Now I know what you're thinking..."Romance at the gym, eh? Aren't you married?" Yes, and quite happily at that. Which is why I find romance at the gym so gosh darn amusing!

I forgot to charge my iPod last night, so I was sans music for my early morning workout. And a good thing that turned out to be. Now, as I recount this tale of budding romance keep in mind that it's 6:15 AM. AM. "AM" as in "before most people are awake" AM.

So, there I am...happily walking along on the treadmill to warm up for my killer (HA!) upper body workout, watching the local news channel with atrocious closed captioning ("Te weher wl be 605 drges a7DBy patly cpulhy" - HUH!???!), and plotting my plan of attack on the upper body machines when along comes...Tra la la la! Mr. Yellow Shoes Romeo! (The shoe colors of all persons involved have been changed to protect their identity.) He had escaped from the Testosterone Zone, I think.

I noticed that he was sort of peeking at the left hands of all of the female treadmill aficionados as he chose, and quite carefully I might add, his machine of "Wait until I show you how in shape I am as I run really fast on this treadmill!" So, he swaggered on up onto the treadmill, adjusted his ripped at the sleeves and cut (with apparently dull scissors) at the midriff tank top, flexed his not so defined (also can be read as "flabby as heck - oh, my gosh, did you just have a baby muscles) muscles, and gave the poor, poor woman on the treadmill next to him a "Hey, how you doin'?" See what I would have missed had I charged my iPod last night? Fate was truly on my side.

"Looks like it's gonna be a nice weekend. Got big plans?" says Romeo who is now walking at...I kid you not, a 2mph pace.

"Not really," says poor, poor woman on the treadmill next to him....who is running at a 5mph pace. Keep running, honey, but you can't escape him...you're on a treadmill.

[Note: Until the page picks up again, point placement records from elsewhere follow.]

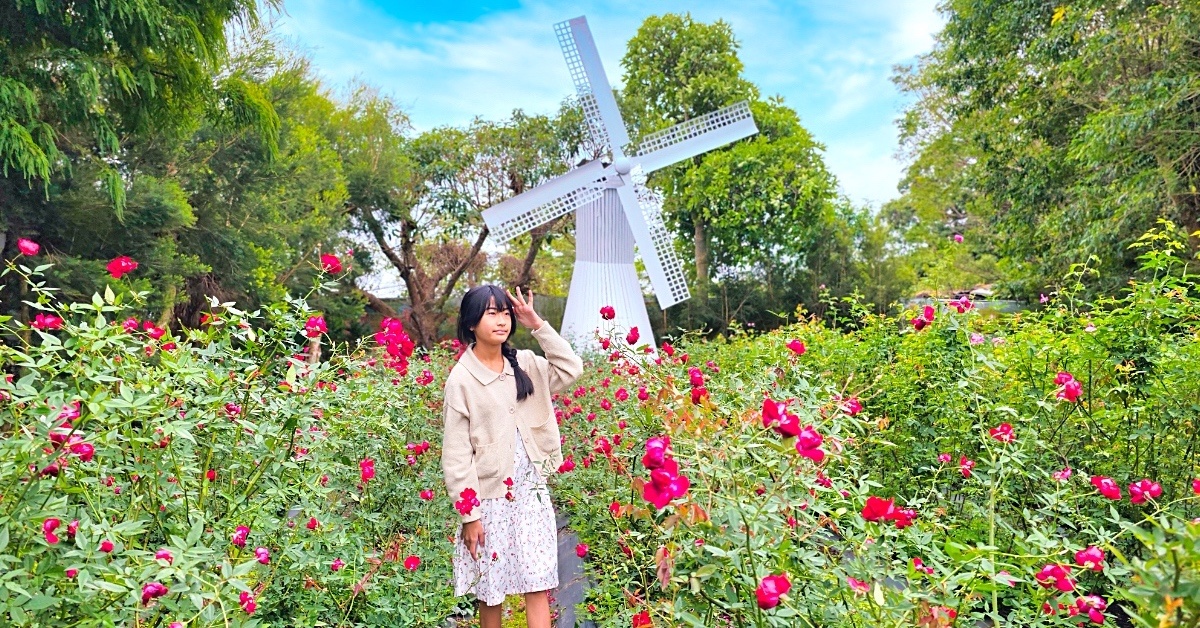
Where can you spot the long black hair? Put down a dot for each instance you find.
(471, 312)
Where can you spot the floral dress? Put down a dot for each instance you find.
(520, 551)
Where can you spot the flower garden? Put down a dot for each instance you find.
(945, 468)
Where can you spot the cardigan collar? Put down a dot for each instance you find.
(477, 368)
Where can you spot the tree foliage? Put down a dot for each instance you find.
(1055, 132)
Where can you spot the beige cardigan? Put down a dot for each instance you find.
(481, 412)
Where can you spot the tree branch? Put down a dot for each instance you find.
(462, 268)
(378, 304)
(388, 251)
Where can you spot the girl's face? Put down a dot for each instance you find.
(495, 326)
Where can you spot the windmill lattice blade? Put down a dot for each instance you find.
(643, 210)
(696, 136)
(545, 202)
(592, 85)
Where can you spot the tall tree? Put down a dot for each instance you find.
(420, 197)
(237, 203)
(75, 77)
(677, 69)
(1056, 131)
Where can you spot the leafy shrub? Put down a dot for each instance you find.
(959, 478)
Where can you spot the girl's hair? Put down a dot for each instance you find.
(471, 312)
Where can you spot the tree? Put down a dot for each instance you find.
(1056, 132)
(75, 77)
(677, 69)
(238, 203)
(421, 198)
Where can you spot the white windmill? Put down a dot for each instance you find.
(615, 210)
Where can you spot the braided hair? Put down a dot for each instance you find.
(471, 312)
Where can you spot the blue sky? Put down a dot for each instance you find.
(450, 61)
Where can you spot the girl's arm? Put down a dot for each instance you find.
(561, 363)
(457, 459)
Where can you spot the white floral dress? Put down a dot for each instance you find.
(520, 552)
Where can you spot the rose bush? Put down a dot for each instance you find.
(936, 468)
(943, 467)
(216, 477)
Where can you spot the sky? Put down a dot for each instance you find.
(449, 61)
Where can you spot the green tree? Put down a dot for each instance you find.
(754, 211)
(677, 69)
(238, 204)
(1050, 132)
(76, 77)
(420, 198)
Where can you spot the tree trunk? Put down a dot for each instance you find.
(537, 237)
(426, 300)
(701, 244)
(378, 304)
(171, 295)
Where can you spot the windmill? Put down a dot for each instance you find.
(613, 207)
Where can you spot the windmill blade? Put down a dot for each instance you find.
(643, 209)
(592, 85)
(696, 136)
(546, 202)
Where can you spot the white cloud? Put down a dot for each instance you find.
(831, 61)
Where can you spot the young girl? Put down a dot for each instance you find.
(499, 442)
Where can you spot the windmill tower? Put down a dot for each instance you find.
(615, 209)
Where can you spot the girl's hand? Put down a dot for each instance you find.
(473, 537)
(526, 316)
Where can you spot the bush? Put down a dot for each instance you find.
(958, 478)
(214, 477)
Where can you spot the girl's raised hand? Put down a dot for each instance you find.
(526, 315)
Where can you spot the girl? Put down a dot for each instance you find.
(499, 442)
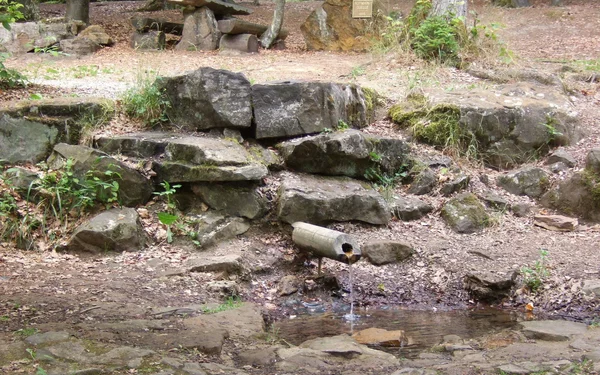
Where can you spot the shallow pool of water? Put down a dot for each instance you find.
(425, 328)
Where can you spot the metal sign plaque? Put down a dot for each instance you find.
(362, 8)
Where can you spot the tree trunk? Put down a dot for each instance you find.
(449, 8)
(269, 36)
(78, 10)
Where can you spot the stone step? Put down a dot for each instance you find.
(182, 158)
(217, 6)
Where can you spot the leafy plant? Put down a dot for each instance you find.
(145, 101)
(435, 39)
(357, 71)
(232, 302)
(52, 50)
(533, 277)
(342, 125)
(10, 12)
(168, 218)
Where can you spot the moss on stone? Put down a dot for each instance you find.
(437, 125)
(592, 183)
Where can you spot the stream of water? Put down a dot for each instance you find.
(424, 328)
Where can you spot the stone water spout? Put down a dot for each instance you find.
(326, 243)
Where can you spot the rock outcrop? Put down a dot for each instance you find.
(505, 126)
(208, 98)
(345, 153)
(287, 109)
(320, 200)
(182, 158)
(465, 214)
(529, 181)
(118, 229)
(30, 129)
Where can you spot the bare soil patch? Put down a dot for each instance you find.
(51, 290)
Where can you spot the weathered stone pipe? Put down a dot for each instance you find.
(326, 243)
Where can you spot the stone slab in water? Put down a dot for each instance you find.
(378, 336)
(227, 263)
(552, 330)
(382, 252)
(319, 200)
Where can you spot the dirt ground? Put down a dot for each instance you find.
(46, 287)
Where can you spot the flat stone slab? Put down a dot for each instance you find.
(552, 330)
(227, 263)
(180, 158)
(317, 200)
(345, 153)
(48, 337)
(556, 223)
(217, 6)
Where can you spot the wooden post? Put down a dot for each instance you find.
(326, 243)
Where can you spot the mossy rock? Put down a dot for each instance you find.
(503, 126)
(465, 214)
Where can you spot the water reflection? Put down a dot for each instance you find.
(424, 328)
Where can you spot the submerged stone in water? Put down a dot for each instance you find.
(378, 336)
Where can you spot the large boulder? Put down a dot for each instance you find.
(529, 181)
(134, 188)
(30, 128)
(208, 98)
(118, 229)
(222, 8)
(577, 195)
(592, 161)
(347, 153)
(423, 183)
(200, 30)
(331, 27)
(505, 126)
(465, 214)
(490, 286)
(23, 141)
(180, 158)
(234, 199)
(288, 109)
(319, 200)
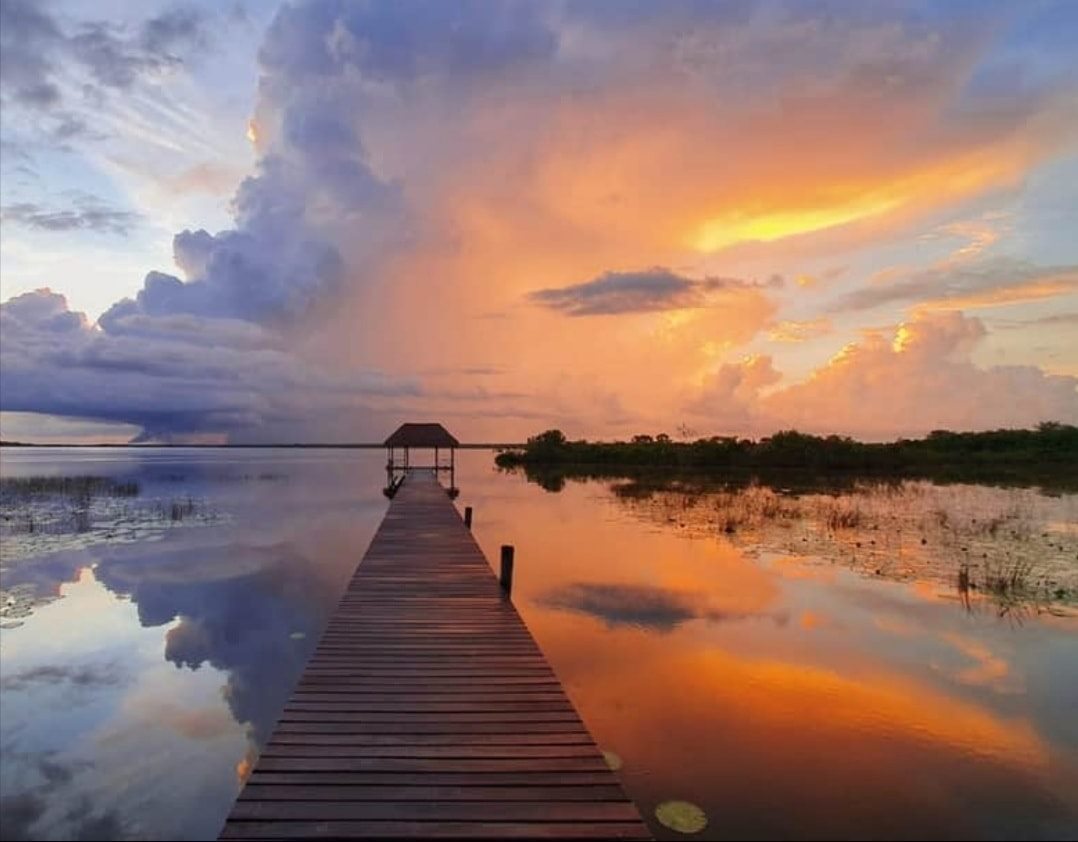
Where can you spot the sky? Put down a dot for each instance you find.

"Yeah, me neither. I remember I got engaged this weekend in 1998. Didn't work out though. She was busy with grad school, I was working....just didn't work out." He's now walking at a 2.5mph pace.

"Oh."

"Yeah, she never was a morning person. Looks like you are. I am too. Do you work out every morning at this time?" He does his little neck rolls...well, assuming he had a neck...it was hard to tell...his head just seemed to be plopped onto his shoulders.

"No." (That was actually a tiny fib on Poor, Poor treadmill woman's part, because I see here there every morning at the same time. Don't worry though, I won't tell Yellow Shoes.)

"Oh. Well, yeah, it feels good to workout first thing in the morning though, doesn't it?" No pause for a breath. "It's good to gauge how hard your working out by how much you can talk. Don't you think?" Keep in mind he's still only walking at 2.5 mph.

"No."

"Yeah, me neither. Well, this was a good workout. See you around?" A good workout? At 2.5 mph for 5 minutes? Man, I want the workout guidelines he has!

"Doubtful." She muttered it. He was already gone and waving to her on his journey back to the Testosterone Zone.

Ah....budding romance. It's worth the gym membership just to see how this one progresses.